What more does it take? We’re made to want things, to feel a deep burning ache, to pine. It’s innate to being human. We long for intimacy and connection, for a place and a people where we find peace. So I’m with Ben and Jes DeVries when they suggest the church focus less on sexual parts and pieces and more on defining intimacy. We have the diagnosis, now we need/want/desire a cure.

There’s not an easy answer, but there is a better way forward. To be fair, certain strands of Christian discipleship have put energy into finding this way: the mystics (read Julian of Norwich or Teresa of Avila), the contemplative tradition, and the contemporary spiritual friendship movement. We need to hear these voices because intimacy does not equal sex, and there are members of the Christian (and non-Christian!) community who, intentionally or otherwise, do not have sex. Everyone craves intimacy and love. Everyone deserves intimacy and love.

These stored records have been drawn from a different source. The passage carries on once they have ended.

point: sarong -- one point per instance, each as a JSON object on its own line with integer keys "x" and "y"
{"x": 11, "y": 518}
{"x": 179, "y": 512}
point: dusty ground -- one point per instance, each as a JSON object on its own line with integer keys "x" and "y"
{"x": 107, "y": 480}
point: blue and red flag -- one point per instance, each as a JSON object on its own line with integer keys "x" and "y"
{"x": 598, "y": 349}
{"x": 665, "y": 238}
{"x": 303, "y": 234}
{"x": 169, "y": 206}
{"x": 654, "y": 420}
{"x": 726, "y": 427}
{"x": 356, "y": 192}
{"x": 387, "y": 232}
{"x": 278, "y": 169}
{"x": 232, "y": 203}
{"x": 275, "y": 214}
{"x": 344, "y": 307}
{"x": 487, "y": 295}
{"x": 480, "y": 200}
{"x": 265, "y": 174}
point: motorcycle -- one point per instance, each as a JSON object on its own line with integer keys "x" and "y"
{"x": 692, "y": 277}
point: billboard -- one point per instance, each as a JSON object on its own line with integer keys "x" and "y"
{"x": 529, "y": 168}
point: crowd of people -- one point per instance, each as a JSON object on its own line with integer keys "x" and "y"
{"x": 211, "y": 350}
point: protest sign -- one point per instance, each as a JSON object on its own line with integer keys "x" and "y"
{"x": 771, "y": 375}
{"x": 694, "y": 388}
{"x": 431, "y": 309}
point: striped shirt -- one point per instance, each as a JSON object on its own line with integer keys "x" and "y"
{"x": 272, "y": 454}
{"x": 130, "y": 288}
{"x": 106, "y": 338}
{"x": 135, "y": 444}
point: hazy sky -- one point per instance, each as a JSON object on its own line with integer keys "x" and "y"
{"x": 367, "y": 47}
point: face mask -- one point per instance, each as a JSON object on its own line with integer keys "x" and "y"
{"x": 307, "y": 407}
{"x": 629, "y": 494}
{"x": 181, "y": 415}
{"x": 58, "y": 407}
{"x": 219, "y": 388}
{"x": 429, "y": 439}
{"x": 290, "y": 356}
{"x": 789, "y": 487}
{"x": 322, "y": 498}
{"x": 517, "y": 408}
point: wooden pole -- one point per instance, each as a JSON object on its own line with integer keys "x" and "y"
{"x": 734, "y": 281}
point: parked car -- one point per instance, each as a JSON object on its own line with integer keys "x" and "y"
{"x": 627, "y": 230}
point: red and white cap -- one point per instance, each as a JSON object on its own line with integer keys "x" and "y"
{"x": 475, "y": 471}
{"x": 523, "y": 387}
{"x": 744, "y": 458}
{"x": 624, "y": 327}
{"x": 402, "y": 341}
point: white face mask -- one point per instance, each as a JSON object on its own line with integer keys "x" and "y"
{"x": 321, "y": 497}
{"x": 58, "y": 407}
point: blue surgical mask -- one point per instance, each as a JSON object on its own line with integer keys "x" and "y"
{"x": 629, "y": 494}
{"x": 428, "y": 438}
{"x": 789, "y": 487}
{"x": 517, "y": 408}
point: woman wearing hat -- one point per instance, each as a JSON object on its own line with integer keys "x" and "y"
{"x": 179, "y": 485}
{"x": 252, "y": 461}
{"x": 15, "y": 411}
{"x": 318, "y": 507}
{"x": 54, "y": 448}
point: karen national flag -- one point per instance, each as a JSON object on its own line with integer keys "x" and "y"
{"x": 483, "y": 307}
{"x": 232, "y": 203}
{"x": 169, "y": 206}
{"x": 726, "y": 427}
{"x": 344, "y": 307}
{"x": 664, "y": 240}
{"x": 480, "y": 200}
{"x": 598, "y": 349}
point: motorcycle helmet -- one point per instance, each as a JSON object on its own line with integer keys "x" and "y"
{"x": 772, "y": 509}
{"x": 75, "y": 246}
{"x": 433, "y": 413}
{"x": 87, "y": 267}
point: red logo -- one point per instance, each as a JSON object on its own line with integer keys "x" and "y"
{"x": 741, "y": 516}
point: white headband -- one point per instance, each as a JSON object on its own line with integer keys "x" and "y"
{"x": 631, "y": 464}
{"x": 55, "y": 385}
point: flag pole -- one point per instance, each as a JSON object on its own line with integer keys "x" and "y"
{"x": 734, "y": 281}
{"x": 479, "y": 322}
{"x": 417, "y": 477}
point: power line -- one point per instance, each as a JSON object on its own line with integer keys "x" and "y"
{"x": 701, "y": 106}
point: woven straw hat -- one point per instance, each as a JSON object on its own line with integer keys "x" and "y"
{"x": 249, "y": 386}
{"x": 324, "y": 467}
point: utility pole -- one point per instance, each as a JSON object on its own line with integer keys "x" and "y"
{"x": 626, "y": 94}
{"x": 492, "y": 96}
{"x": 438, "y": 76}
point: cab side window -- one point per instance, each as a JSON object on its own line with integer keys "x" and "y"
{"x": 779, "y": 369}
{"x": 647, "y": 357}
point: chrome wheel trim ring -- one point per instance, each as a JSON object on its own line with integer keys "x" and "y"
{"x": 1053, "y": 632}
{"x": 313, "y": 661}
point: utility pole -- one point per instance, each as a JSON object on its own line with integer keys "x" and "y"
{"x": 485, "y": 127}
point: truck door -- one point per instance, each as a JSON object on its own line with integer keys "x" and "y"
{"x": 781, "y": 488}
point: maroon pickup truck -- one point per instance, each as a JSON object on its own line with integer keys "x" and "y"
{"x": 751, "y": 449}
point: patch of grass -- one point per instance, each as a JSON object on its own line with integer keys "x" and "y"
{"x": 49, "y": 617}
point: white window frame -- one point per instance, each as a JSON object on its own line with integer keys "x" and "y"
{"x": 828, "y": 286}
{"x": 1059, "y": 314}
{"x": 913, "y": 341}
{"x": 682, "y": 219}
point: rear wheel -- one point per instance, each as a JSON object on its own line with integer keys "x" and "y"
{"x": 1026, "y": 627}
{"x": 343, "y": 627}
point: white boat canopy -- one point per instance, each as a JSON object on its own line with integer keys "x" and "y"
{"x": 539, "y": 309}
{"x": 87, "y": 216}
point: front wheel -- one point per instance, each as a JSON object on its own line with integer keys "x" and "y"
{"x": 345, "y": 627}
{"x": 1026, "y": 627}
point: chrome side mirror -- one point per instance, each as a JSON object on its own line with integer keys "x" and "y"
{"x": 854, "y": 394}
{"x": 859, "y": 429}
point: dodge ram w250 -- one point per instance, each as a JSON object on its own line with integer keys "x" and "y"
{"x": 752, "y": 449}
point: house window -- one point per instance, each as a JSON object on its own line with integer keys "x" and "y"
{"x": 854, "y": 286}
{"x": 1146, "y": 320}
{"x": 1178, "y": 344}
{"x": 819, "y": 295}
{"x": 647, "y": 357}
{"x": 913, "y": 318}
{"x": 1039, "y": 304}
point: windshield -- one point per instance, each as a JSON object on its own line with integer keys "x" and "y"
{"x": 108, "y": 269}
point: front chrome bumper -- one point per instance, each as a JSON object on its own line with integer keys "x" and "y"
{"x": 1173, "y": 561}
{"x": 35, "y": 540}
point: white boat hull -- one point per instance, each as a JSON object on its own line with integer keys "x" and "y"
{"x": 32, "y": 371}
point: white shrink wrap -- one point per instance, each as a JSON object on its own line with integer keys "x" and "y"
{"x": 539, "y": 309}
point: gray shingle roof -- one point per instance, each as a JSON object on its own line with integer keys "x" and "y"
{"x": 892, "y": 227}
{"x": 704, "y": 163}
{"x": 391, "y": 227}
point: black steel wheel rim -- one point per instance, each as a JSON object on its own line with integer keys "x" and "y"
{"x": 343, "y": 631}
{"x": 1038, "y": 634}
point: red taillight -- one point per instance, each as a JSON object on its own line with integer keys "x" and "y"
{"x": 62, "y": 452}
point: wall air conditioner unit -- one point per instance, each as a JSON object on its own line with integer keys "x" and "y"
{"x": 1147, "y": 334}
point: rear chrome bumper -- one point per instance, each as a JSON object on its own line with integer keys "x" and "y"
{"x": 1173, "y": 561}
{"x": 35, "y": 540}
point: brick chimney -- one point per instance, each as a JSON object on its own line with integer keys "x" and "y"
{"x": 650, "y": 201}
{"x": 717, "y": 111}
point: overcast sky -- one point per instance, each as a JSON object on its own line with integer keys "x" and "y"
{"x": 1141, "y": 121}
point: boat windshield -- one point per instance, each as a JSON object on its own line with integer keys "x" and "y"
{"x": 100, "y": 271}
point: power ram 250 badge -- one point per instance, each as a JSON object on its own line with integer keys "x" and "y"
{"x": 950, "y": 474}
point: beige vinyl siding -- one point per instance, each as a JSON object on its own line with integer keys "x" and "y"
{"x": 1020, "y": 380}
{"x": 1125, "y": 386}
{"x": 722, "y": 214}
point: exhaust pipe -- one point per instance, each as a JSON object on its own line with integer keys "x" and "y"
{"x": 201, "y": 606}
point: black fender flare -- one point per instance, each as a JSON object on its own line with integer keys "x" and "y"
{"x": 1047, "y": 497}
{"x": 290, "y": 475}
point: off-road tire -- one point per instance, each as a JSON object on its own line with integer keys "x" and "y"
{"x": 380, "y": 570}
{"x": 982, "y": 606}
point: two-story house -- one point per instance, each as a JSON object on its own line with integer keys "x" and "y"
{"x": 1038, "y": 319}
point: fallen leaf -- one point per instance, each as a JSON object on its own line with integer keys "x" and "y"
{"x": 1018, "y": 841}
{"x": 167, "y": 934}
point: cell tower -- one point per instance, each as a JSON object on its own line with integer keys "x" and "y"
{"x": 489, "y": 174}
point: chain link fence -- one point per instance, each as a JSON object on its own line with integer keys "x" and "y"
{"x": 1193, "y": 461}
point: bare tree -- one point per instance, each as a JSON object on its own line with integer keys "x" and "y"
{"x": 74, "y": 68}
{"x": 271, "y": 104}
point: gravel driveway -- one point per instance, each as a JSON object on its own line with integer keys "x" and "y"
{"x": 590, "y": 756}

Recently, two pastor friends of mine did some great Twitter exegetical work on 1 Corinthians 6 and 7. You can read their incredible threads here and here, but I’ll give a summary. For the apostle Paul, sex isn’t the most important thing. Jesus is. Too often, both in our culture and in our churches, we’re obsessed with sex-having or sex-not-having. But sex isn’t the point, at least not finally. At times, it might feel like sex and all it encompasses carries a white-knuckled urgency, but the Christian witness should relativize that urgency. I’m not saying that if we hold onto Christian convictions we should just do whatever or whoever we want (see 1 Corinthians 5 for example), but faith in the loving person and saving work of Jesus Christ does free us from finding ultimate intimacy or love or meaning in our sexual pasts, presents, and futures.

I realize there’s a uncomfortable ambiguity to this sexual ethic. It doesn’t tell us to bounce our eyes or wear less-revealing clothes or hold one-on-one conversations with the opposite sex in a public place. Maybe that’s okay, though. Maybe it’s a start. Maybe it will help us keep warm.